UserGuide:PointerAnalysis

From WalaWiki

Jump to: navigation, search

wala.core technical overview

WALA provides a framework for flow-insensitive Andersen-style pointer analysis. You can customize the pointer analysis context-sensitivity policy in various ways. We often find that for a particular client application, it is useful to customize the pointer analysis policy to focus analysis effort where it matters.

Currently all pointer analysis implementations perform on-the-fly call graph construction.

A pointer analysis context-sensitivity policy can vary in two dimensions:

  • HeapModel: how does the pointer analysis model abstract pointers and heap locations?
  • ContextSelector: how does the call graph construction clone methods based on context?

You can define your own pointer analysis policy by customizing a heap model and context selector. Also WALA provides a number of built-in policies.


Contents

Heap Model

A HeapModel tells the WALA pointer analysis how to abstract pointers and heap locations.
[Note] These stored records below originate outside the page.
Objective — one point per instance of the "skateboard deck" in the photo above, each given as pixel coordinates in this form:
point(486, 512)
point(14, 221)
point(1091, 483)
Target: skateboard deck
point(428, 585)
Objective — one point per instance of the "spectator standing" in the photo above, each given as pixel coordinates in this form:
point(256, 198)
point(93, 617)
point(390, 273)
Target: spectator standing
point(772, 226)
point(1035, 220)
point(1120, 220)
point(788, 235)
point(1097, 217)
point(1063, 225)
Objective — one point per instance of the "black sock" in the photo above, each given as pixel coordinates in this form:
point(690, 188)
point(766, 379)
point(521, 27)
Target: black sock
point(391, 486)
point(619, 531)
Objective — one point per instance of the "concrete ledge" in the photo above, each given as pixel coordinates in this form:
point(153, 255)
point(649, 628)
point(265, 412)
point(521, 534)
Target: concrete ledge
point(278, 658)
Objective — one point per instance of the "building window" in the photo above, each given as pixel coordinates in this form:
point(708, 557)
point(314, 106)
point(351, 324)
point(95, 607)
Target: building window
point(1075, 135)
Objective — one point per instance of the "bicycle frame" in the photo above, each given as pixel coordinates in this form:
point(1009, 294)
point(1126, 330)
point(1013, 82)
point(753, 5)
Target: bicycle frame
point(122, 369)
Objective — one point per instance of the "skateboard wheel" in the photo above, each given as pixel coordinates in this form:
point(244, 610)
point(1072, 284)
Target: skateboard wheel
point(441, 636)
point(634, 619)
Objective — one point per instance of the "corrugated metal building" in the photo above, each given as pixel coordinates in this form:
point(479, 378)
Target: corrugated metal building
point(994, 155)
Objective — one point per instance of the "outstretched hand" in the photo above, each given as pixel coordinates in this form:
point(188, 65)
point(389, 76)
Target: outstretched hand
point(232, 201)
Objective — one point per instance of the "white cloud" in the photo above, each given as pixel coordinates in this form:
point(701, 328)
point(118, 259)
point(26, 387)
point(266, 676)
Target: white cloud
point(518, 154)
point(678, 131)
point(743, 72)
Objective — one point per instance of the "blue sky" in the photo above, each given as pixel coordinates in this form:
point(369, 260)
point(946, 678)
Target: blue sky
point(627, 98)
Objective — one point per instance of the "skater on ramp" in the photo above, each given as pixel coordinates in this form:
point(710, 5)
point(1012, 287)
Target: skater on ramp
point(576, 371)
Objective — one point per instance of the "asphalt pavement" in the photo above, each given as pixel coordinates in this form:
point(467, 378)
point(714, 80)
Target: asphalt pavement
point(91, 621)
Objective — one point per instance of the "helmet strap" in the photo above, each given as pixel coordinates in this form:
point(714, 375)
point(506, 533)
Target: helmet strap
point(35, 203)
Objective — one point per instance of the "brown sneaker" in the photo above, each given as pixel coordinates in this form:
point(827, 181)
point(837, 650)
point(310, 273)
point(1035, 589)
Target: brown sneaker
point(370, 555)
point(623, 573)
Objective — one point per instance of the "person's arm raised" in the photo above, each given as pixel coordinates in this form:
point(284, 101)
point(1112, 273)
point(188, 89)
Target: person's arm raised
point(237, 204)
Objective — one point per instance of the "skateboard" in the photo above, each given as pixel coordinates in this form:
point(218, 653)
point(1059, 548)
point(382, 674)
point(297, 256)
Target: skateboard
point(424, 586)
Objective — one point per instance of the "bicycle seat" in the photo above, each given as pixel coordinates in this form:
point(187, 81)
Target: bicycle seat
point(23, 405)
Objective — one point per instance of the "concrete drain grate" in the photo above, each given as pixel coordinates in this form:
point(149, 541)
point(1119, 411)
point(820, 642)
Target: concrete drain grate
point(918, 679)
The key classes are

  • PointerKey: a representation of an abstract pointer
  • InstanceKey: a representation of an abstract heap location.

For example, a PointerKey may represent a local variable, or a static field, or an instance field of objects from a particular allocation site, or other variants. More technically, a PointerKey is the name for an equivalence class of pointers from the concrete program, which are collected into a single representative in the abstraction.

An InstanceKey may represent all objects of a particular type, or all objects from a particular allocation site, or all objects from a particular allocation site in a particular context, or other variants.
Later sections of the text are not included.